Corbett: I am really enjoying Iowa City! Prior to moving to Iowa, I lived in a rural town in Illinois so I’m definitely enjoying the abundant activities that are available here for both my son and myself. There are several beautiful parks and nature trails that we visit often, and I am looking forward to attending the Iowa City Farmers Market in May. I’m also really enjoying working with my advisor, Prof. Rector, on our current research project on improving art accessibility for people with visual impairments through crowdsourced sighted contributions. This work is being done in collaboration with Vero Smith, an art curator at the University of Iowa Stanley Museum of Art. This is my first experience conducting collaborative interdisciplinary research and it has been an amazing learning experience. I also have an amazingly supportive research group with whom I get to meet weekly and discuss current HCI research. The courses I’ve taken so far have also been great learning experiences and have really helped improve my research skills, especially in the areas of Human-Computer Interaction and Child-Computer Interaction. I also attended the Computing Research Association’s Grad Cohort for Women 2019, where I was able to meet and network with other female graduate students and professionals in the field and present a poster on our current research. I also gained valuable advice for continuing my PhD studies, including building confidence and balancing grad school and personal life. Overall I am having a great experience here at Iowa!

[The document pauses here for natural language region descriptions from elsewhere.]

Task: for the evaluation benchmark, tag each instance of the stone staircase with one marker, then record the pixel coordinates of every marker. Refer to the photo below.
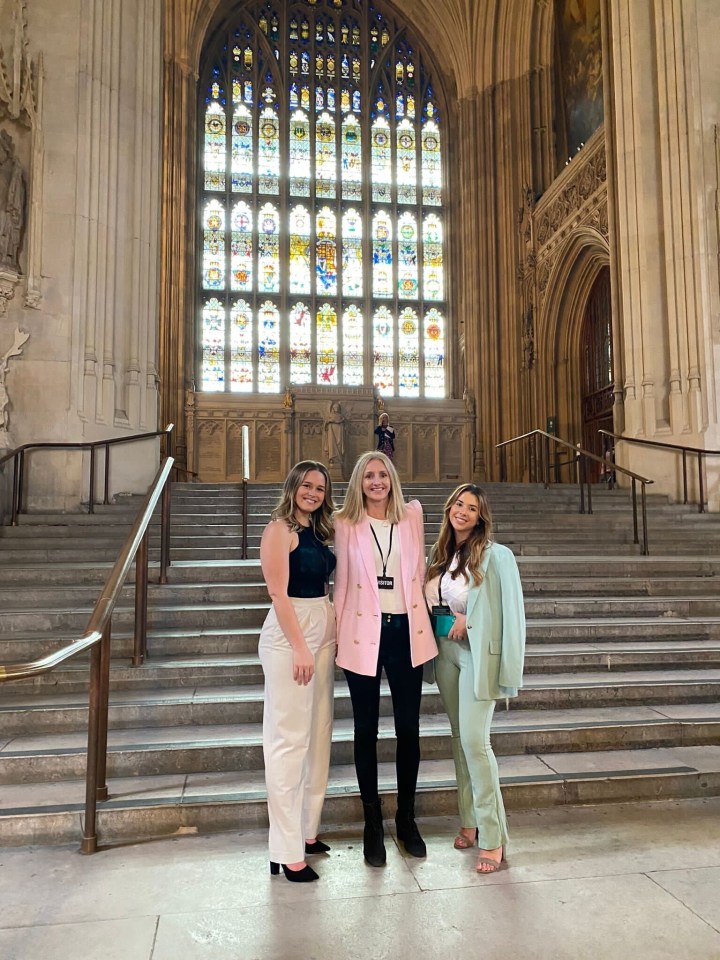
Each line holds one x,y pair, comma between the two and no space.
622,695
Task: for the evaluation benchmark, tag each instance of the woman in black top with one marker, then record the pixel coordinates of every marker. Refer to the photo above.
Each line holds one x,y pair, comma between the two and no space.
386,436
297,652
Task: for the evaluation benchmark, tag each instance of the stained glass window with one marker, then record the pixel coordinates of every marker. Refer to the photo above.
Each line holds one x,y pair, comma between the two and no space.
241,351
384,352
300,344
327,345
434,353
382,255
299,250
321,211
352,254
352,331
433,278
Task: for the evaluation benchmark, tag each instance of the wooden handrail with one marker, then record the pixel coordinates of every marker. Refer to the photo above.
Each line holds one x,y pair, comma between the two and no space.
677,448
583,456
96,638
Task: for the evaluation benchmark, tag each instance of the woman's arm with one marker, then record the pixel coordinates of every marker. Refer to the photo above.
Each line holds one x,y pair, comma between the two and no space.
513,614
275,562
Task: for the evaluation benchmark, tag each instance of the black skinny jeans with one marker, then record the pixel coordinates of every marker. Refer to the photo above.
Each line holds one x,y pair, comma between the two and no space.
406,690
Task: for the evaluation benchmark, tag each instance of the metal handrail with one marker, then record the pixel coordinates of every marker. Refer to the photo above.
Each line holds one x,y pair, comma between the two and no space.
18,456
245,481
677,448
96,638
536,444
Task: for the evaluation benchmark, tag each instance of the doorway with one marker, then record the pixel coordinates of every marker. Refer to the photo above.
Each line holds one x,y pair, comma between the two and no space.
597,370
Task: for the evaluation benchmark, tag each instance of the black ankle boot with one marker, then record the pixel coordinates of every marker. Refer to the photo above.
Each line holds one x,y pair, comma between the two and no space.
373,835
408,833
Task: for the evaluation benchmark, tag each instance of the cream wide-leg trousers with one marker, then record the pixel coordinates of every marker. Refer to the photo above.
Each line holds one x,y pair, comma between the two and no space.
297,728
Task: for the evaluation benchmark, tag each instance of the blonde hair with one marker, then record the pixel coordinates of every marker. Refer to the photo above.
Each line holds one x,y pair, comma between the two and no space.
353,510
470,552
321,519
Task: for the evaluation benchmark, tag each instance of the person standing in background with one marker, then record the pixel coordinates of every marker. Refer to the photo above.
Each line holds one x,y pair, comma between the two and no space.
386,436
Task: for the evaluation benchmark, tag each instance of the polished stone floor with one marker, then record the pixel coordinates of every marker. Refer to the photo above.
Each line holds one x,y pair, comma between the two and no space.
625,881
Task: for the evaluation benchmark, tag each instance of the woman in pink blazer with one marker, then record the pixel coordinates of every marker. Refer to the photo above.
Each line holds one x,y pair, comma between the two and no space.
383,623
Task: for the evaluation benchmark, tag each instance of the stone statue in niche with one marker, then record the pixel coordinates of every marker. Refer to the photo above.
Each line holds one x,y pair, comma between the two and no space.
14,351
334,436
12,204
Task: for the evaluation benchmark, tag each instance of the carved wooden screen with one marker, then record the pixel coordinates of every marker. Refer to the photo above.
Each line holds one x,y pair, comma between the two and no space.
321,185
597,370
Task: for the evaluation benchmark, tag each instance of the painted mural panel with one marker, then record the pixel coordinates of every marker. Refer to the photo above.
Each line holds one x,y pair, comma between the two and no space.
580,69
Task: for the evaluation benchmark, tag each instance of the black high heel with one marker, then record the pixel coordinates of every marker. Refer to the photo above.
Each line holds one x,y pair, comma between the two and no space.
317,847
306,875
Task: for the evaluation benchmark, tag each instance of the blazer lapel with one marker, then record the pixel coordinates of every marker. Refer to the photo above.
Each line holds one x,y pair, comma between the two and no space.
405,533
475,591
366,547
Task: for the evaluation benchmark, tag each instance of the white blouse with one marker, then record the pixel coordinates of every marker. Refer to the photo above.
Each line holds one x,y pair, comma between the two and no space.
454,592
391,601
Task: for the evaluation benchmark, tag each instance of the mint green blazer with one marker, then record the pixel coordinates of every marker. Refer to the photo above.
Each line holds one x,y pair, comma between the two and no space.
496,626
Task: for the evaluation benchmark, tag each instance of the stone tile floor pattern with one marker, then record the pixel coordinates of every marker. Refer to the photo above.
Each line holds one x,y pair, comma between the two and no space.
637,881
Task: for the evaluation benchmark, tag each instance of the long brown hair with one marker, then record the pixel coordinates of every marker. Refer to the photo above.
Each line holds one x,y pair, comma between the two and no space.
353,509
321,518
470,552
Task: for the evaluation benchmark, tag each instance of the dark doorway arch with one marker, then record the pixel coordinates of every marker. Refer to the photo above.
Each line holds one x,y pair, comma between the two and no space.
596,363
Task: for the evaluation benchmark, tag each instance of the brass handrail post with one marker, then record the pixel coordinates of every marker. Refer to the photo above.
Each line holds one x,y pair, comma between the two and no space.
14,502
91,486
636,538
246,478
101,791
89,840
21,483
141,578
165,521
244,509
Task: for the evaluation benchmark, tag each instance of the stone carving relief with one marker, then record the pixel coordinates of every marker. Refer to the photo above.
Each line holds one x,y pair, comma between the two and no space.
12,204
20,137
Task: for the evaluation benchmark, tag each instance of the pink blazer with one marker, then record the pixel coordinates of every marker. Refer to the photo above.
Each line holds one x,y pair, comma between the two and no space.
357,600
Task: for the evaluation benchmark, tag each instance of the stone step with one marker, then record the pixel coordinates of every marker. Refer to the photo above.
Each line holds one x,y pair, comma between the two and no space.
41,593
215,748
239,703
163,806
169,670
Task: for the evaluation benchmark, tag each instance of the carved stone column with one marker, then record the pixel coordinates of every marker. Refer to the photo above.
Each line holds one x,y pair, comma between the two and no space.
667,282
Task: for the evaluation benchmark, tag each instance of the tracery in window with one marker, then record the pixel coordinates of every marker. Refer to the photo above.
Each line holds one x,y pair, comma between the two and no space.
322,229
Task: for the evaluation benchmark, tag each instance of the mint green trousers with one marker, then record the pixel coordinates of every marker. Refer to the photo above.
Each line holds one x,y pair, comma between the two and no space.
480,802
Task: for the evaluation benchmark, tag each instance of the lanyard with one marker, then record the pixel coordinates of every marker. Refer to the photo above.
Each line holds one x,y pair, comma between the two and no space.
383,560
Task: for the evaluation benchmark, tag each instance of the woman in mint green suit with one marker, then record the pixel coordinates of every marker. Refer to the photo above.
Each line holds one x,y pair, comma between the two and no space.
480,660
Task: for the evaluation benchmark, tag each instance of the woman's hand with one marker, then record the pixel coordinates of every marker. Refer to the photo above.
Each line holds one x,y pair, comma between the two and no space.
458,631
303,665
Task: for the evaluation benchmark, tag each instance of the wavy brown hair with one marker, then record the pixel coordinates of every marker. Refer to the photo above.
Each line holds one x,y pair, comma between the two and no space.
353,510
321,518
470,552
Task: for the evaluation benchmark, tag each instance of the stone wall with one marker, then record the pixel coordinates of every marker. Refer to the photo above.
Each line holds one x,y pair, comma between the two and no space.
88,369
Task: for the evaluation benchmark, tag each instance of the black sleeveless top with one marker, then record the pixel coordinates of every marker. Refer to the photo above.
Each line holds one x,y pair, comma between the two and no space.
311,564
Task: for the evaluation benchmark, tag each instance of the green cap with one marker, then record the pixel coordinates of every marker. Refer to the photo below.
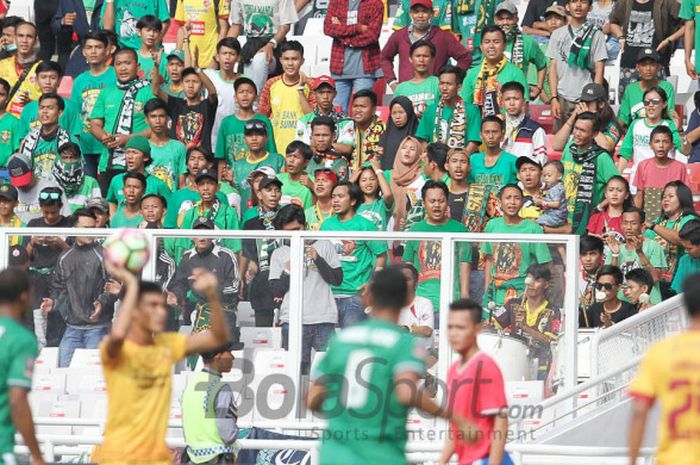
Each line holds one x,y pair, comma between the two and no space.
176,53
141,144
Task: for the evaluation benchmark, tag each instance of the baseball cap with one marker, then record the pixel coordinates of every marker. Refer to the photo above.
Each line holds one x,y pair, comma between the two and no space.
206,174
593,92
139,143
555,9
648,54
99,203
267,180
244,80
507,6
176,53
524,160
321,80
425,3
255,125
203,223
326,173
21,169
8,192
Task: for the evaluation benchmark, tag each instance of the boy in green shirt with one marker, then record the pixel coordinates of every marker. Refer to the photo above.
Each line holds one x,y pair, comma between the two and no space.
69,171
18,352
43,141
427,255
138,158
506,263
255,136
167,155
48,77
451,121
230,145
86,88
296,185
9,130
128,213
493,167
423,89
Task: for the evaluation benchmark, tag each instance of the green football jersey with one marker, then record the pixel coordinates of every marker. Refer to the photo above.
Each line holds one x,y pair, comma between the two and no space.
366,422
18,350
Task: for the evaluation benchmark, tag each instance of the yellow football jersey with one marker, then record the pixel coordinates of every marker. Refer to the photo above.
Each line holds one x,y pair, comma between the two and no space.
670,373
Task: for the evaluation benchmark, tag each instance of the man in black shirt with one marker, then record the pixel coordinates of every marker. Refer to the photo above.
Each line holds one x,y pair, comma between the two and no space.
44,252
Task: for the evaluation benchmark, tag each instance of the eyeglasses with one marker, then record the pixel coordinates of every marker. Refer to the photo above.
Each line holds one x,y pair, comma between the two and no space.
49,196
606,286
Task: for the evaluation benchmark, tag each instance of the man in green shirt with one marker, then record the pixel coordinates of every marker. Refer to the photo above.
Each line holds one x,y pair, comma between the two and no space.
423,89
521,49
9,130
230,144
632,105
358,258
367,423
493,167
43,141
296,185
426,256
167,155
48,77
506,263
118,115
587,169
138,158
482,85
451,121
18,351
86,88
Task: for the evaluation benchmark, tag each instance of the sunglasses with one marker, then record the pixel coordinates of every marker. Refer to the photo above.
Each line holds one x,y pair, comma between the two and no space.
49,196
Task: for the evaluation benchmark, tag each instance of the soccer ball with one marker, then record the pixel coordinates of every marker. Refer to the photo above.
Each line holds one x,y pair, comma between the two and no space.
128,248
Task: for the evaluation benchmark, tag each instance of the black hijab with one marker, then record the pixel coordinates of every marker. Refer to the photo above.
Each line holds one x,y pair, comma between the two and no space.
393,136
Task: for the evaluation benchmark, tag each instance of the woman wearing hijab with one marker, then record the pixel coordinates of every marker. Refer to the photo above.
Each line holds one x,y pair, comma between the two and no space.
402,123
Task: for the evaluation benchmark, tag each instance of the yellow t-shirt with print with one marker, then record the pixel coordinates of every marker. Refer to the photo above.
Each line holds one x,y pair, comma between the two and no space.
139,386
29,87
205,25
670,373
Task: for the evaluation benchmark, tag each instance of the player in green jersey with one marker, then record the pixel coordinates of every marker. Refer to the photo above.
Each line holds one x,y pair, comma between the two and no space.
368,380
18,350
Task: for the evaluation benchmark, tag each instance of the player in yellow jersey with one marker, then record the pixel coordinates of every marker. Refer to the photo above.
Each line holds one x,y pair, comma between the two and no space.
138,358
670,373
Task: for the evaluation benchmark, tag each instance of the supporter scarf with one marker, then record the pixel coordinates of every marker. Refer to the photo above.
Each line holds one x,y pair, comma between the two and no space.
32,139
515,36
486,88
456,132
586,183
125,119
581,45
367,142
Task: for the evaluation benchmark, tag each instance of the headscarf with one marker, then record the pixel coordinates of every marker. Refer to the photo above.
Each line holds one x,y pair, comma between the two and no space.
394,136
404,175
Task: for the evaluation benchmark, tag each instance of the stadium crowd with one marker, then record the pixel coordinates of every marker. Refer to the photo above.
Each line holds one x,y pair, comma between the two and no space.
214,134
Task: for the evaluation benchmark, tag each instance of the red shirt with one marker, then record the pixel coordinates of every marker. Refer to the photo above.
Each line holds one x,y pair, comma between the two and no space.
475,391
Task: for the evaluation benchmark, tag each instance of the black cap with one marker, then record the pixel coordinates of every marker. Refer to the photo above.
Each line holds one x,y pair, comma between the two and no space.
255,125
593,92
524,160
206,174
8,192
203,223
648,54
267,180
244,80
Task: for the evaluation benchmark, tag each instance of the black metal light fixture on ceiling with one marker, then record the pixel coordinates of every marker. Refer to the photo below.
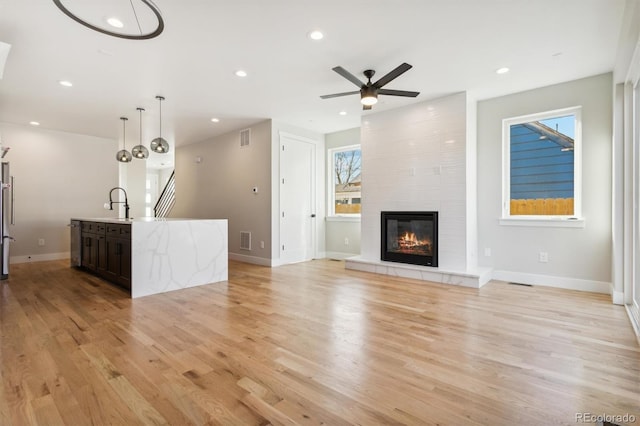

Malik: My experience at Iowa so far has been exciting! I found a wonderful and supportive research group, and new friends. Academic work, especially research, can get stressful sometimes and it’s been good to have an encouraging and supportive bunch of people around. The professors and other people in the department are cooperative, and the coursework is rigorous but interesting. I got involved in a research project with the Hank Lab at the university and met with people from other departments of the university and attended workshops where I met people from outside the university. These experiences helped me gain more insight into different areas in computing and what I wanted to do. Iowa also offers many things to do beyond just academia, such as sports, poetry (it’s the city of literature) and art (even if it is all indoors during winter – Iowa also offers the worst winters).